Markov-Chain Transformers

Updated 4 July 2026

Markov-Chain Transformers are a family of models that replace full-history dependence with finite-memory or state-based systems, leveraging Markov structures for prediction.
They implement various techniques such as finite-order decoders, bounded-context CRFs, and explicit state bottlenecks to streamline sequence generation and improve interpretability.
Empirical analyses demonstrate that careful design of masked attention and state abstractions yields performance comparable to traditional autoregressive methods in machine translation and recommendation tasks.

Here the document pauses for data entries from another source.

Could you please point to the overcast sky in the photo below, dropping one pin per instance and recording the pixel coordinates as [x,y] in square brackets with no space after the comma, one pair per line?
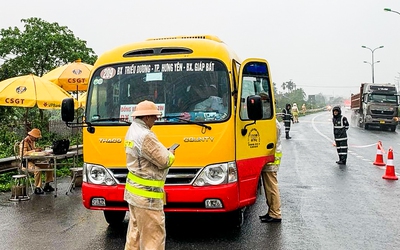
[314,43]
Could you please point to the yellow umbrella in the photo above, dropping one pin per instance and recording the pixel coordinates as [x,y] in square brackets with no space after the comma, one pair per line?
[71,77]
[31,90]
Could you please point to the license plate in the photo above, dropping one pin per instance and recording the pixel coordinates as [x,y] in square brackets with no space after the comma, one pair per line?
[165,198]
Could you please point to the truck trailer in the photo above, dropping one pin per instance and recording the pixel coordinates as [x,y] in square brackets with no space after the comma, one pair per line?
[375,105]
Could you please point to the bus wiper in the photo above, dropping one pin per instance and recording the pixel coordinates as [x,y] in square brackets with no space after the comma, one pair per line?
[188,121]
[112,119]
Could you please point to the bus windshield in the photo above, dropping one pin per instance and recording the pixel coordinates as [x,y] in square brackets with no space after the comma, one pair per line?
[195,90]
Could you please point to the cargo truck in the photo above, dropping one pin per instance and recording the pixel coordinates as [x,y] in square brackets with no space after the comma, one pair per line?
[375,105]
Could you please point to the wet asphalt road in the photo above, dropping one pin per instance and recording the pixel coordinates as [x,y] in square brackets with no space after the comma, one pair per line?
[324,206]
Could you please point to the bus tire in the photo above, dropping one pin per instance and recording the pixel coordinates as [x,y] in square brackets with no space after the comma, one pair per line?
[114,217]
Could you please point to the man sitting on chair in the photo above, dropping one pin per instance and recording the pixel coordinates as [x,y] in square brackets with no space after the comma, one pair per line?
[27,147]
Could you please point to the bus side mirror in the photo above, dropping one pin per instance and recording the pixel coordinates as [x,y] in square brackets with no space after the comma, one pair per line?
[67,110]
[254,107]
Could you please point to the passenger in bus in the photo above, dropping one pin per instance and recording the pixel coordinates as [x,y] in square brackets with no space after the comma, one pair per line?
[210,99]
[266,104]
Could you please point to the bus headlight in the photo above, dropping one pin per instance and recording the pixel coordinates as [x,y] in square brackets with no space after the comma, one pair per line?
[99,175]
[217,174]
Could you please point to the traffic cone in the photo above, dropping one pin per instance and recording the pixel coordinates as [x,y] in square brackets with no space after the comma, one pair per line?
[379,155]
[390,173]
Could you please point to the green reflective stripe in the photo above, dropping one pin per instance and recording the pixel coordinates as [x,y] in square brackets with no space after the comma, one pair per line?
[144,193]
[171,159]
[128,144]
[145,182]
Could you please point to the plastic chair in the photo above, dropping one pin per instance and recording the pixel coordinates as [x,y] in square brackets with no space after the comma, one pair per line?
[22,169]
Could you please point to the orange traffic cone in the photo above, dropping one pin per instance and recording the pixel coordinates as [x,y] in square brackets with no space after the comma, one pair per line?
[379,155]
[390,173]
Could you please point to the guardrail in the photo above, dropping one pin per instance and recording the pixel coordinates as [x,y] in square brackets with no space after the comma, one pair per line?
[9,163]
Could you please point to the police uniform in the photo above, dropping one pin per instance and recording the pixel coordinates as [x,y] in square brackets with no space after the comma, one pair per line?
[287,119]
[340,127]
[270,183]
[148,162]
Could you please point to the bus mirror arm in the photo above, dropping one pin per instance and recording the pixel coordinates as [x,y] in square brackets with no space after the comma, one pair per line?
[244,130]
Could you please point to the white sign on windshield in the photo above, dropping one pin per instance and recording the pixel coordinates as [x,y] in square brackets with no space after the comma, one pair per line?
[125,111]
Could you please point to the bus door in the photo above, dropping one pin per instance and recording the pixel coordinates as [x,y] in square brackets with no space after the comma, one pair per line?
[255,143]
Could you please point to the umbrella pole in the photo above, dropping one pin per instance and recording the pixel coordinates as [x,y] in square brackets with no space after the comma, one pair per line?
[26,120]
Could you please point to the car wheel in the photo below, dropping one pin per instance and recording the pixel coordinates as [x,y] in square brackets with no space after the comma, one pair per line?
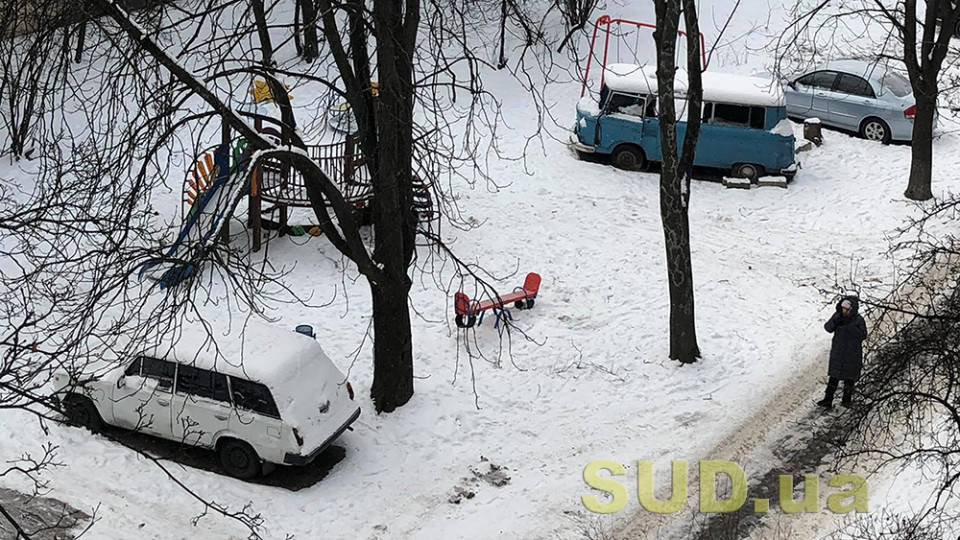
[747,170]
[874,129]
[81,411]
[239,459]
[628,158]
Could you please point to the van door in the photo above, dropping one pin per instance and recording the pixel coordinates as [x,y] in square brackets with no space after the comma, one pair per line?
[144,401]
[201,405]
[621,121]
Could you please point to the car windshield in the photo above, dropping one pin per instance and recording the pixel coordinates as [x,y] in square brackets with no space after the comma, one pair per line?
[896,83]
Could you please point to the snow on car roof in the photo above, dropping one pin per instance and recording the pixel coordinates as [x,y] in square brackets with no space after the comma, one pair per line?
[293,366]
[245,348]
[717,87]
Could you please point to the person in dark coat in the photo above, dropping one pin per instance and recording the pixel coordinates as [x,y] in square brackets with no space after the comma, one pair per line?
[846,352]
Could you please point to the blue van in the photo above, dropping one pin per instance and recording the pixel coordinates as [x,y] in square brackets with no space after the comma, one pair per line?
[744,130]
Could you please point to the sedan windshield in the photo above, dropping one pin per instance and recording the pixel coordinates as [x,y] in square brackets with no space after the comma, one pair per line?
[896,83]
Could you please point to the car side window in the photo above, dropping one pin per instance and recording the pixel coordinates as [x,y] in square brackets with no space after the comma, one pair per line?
[253,397]
[707,113]
[160,370]
[202,383]
[853,85]
[819,79]
[133,370]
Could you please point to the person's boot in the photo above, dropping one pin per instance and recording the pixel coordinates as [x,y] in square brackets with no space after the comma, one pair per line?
[827,401]
[847,394]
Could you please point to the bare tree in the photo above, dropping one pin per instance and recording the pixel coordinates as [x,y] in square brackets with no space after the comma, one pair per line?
[907,412]
[677,168]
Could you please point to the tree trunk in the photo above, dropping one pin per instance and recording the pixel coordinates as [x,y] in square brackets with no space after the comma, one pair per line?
[263,32]
[502,62]
[676,232]
[311,47]
[674,183]
[392,346]
[921,163]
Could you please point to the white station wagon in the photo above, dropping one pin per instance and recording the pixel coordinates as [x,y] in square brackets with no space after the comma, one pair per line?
[261,395]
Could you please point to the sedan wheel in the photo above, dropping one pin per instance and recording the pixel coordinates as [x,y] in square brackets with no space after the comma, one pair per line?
[239,460]
[875,130]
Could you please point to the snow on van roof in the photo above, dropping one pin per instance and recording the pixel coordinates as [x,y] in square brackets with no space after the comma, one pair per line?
[717,87]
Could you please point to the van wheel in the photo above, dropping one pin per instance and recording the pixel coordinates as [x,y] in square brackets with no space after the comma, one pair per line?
[239,459]
[874,129]
[81,411]
[628,158]
[746,170]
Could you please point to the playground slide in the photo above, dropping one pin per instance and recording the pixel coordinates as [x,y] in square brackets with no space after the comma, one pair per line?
[200,229]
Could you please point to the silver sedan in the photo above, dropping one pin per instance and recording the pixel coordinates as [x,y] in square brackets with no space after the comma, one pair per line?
[858,96]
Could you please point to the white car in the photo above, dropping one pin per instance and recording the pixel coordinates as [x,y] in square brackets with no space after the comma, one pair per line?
[258,395]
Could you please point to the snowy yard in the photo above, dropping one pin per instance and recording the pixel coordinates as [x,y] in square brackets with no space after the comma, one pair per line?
[591,382]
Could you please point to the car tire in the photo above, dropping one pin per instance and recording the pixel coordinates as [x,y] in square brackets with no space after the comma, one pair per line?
[239,459]
[747,170]
[628,158]
[81,412]
[874,129]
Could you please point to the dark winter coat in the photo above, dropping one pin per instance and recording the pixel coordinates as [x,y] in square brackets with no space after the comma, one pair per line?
[846,352]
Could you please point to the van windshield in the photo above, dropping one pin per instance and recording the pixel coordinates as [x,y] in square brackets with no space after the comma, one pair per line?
[896,83]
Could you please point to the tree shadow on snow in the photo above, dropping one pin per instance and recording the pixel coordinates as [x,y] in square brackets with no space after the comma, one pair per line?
[290,478]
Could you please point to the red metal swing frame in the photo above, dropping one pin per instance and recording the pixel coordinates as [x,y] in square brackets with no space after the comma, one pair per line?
[606,20]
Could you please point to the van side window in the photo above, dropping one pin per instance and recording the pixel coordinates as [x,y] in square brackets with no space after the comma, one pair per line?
[724,114]
[161,370]
[253,397]
[202,383]
[624,104]
[133,370]
[651,111]
[758,117]
[730,115]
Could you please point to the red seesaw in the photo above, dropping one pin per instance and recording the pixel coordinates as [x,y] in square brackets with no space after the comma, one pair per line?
[521,298]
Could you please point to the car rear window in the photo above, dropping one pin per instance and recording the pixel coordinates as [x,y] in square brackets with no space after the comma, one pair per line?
[253,397]
[853,85]
[896,83]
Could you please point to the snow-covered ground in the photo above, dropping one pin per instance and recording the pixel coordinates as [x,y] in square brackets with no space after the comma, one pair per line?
[593,382]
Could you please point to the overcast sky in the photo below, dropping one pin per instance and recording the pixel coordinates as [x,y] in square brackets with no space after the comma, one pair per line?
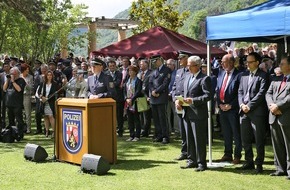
[107,8]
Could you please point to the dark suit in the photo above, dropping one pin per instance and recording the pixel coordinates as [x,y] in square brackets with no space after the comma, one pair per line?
[253,122]
[280,124]
[195,117]
[158,82]
[3,97]
[117,79]
[104,87]
[178,90]
[133,116]
[146,116]
[52,98]
[229,120]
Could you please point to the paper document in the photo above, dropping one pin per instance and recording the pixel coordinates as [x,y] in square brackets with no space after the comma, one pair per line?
[180,98]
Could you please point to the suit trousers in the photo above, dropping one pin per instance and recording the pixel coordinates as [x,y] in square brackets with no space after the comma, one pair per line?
[134,124]
[38,115]
[27,110]
[120,116]
[159,113]
[3,111]
[182,134]
[145,118]
[280,135]
[253,127]
[196,141]
[229,121]
[15,113]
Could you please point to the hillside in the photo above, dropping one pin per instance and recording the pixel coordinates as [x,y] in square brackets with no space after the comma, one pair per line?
[212,7]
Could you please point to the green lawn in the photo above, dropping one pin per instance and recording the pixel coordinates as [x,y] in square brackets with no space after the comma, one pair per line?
[140,165]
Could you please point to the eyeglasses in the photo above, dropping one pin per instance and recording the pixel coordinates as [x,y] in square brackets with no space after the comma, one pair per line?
[192,65]
[250,61]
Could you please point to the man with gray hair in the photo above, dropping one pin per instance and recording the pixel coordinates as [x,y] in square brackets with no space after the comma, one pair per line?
[197,92]
[14,87]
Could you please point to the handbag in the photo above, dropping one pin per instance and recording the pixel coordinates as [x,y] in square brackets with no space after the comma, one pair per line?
[142,104]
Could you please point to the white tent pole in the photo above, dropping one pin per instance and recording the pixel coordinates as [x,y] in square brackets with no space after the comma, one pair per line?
[209,107]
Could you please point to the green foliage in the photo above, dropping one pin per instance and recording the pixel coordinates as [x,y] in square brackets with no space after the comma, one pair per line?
[156,13]
[32,40]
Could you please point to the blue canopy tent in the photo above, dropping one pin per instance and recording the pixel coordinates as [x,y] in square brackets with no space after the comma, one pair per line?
[266,22]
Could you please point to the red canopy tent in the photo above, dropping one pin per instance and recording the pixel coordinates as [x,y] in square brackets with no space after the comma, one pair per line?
[157,40]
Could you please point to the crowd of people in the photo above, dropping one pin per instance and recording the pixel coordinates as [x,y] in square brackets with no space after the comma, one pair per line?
[248,89]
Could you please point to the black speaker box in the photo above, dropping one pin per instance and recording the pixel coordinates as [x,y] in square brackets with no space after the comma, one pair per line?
[35,153]
[94,164]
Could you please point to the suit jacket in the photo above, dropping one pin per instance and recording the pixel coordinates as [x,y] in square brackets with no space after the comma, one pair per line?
[137,93]
[145,83]
[231,92]
[105,87]
[200,91]
[117,79]
[281,99]
[42,91]
[178,87]
[257,90]
[159,81]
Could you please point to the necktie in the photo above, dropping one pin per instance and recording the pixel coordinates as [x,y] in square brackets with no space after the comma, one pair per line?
[247,96]
[96,80]
[223,88]
[190,81]
[283,83]
[142,75]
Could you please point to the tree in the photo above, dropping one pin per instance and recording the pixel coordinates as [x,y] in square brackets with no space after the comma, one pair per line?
[156,13]
[23,37]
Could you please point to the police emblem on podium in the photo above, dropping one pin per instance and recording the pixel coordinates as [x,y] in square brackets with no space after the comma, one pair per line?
[72,130]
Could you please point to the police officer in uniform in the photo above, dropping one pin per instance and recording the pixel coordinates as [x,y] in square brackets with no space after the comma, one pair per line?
[158,93]
[100,85]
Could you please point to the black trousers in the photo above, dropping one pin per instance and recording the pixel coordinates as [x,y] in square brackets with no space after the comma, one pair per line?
[159,113]
[38,116]
[196,141]
[145,118]
[182,134]
[134,124]
[16,113]
[3,112]
[120,117]
[250,128]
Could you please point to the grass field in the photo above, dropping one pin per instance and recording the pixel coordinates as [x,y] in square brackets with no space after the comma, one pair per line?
[140,165]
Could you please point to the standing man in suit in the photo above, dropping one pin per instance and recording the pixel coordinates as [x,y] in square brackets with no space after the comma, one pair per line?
[158,92]
[253,112]
[6,70]
[100,85]
[227,99]
[117,79]
[144,76]
[178,90]
[197,91]
[278,101]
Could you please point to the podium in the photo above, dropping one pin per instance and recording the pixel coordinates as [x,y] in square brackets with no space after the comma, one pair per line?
[85,126]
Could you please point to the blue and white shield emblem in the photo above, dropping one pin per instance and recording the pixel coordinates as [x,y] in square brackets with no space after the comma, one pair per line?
[72,130]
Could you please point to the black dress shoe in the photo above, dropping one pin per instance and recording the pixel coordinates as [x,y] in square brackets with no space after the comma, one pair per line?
[259,169]
[165,141]
[181,157]
[157,140]
[37,132]
[200,168]
[278,173]
[247,166]
[189,165]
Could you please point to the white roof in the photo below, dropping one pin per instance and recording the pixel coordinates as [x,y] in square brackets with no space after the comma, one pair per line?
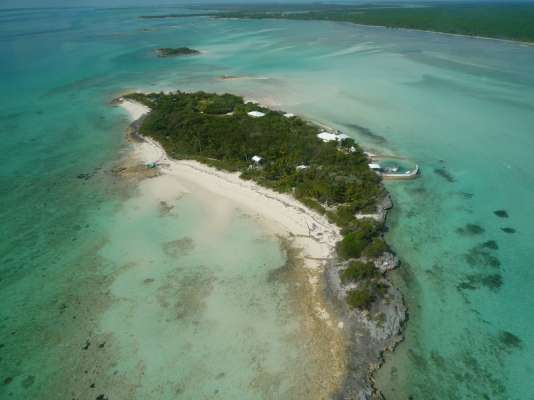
[330,137]
[256,114]
[327,136]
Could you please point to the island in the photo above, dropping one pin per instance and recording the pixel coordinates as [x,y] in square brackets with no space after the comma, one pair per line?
[331,203]
[174,52]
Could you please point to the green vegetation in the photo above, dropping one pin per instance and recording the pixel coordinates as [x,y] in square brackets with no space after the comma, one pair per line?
[179,51]
[361,298]
[357,271]
[217,130]
[512,21]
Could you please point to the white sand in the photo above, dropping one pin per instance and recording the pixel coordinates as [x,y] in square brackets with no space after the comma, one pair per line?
[282,214]
[135,110]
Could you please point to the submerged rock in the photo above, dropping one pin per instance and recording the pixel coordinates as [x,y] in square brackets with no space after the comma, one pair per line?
[179,247]
[26,383]
[179,51]
[508,230]
[444,174]
[476,281]
[510,340]
[491,244]
[386,262]
[501,213]
[479,256]
[470,229]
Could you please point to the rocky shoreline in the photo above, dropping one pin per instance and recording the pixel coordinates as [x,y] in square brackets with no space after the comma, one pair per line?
[368,336]
[368,333]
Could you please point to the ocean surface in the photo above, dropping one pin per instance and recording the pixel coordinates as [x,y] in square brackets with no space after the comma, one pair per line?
[108,291]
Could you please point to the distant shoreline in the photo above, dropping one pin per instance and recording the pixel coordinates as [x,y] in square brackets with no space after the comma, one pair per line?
[311,234]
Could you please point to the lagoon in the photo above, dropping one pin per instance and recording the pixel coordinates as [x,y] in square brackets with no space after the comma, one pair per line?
[461,107]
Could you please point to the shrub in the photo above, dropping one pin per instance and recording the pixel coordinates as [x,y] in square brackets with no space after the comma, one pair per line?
[357,271]
[376,248]
[351,246]
[361,298]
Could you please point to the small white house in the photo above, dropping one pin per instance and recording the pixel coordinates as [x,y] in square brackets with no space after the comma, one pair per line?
[256,114]
[375,166]
[327,136]
[257,159]
[331,137]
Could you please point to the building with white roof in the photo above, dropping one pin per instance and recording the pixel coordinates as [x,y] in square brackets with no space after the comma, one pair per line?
[256,114]
[331,137]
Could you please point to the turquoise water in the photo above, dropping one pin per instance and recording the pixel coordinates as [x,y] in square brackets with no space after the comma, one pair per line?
[462,108]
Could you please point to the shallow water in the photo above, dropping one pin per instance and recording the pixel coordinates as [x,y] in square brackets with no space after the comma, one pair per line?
[461,108]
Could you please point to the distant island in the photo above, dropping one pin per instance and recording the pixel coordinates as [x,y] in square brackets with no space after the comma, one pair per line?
[175,52]
[514,21]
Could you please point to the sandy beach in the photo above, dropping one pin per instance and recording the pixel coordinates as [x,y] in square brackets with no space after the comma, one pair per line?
[281,214]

Markov-Chain Transformers designate a family of transformer models, training procedures, and analytical frameworks in which sequence prediction is constrained, factorized, or interpreted through Markov structure. In the literature, the term covers at least five distinct but related ideas: finite-order decoder models whose next token depends only on a bounded output history; transformers whose self-attention is exactly re-expressed as a context-conditioned Markov chain; transformers trained to estimate unknown transition kernels in context; architectures that force prediction to pass through an explicit intermediate “state” such as Chain-of-Thought; and interpretability frameworks that extract coarse Markovian state dynamics from hidden activations (Du et al., 2024, Ildiz et al., 2024, Lepage et al., 5 Aug 2025, Viteri et al., 2024, X, 20 May 2026).

1. Major meanings of the term

The phrase is not standardized. Some papers use it for models with an explicit finite-order Markov property on the decoder side, some for bounded-order CRF-style generation, some for latent-state or bottleneck factorizations, and some for analytical equivalences between self-attention and Markov processes. What unifies these uses is the attempt to replace unrestricted full-history dependence by a state variable, bounded context, or state-transition abstraction that is sufficient for prediction.

Usage in the literature	Core Markov object	Representative paper
Finite-order decoder	$P(y_n \mid X, y_{<n}) = P(y_n \mid X, y_{n-k:n-1})$	MAT (Du et al., 2024)
Bounded-context CRF decoder	Order- $M$ local potentials over target spans	Markov Transformer (Deng et al., 2020)
Self-attention as Markov dynamics	Context-conditioned Markov chain over tokens	CCMC (Ildiz et al., 2024)
In-context transition estimation	Online estimation of a transition matrix from context	ICL estimation (Lepage et al., 5 Aug 2025)
Explicit natural-language state	$q \rightarrow \mathrm{CoT} \rightarrow \mathrm{ans}$ bottleneck	Markovian CoT (Viteri et al., 2024)
Hidden-state abstraction	Belief-like state transitions in activations	MCT (X, 20 May 2026)

A broad synthesis is that “Markov-Chain Transformer” names a research program rather than a single architecture. The common question is whether transformer computation can be understood as operating on a sufficient state—explicit, implicit, learned, or extracted—rather than on unrestricted raw history.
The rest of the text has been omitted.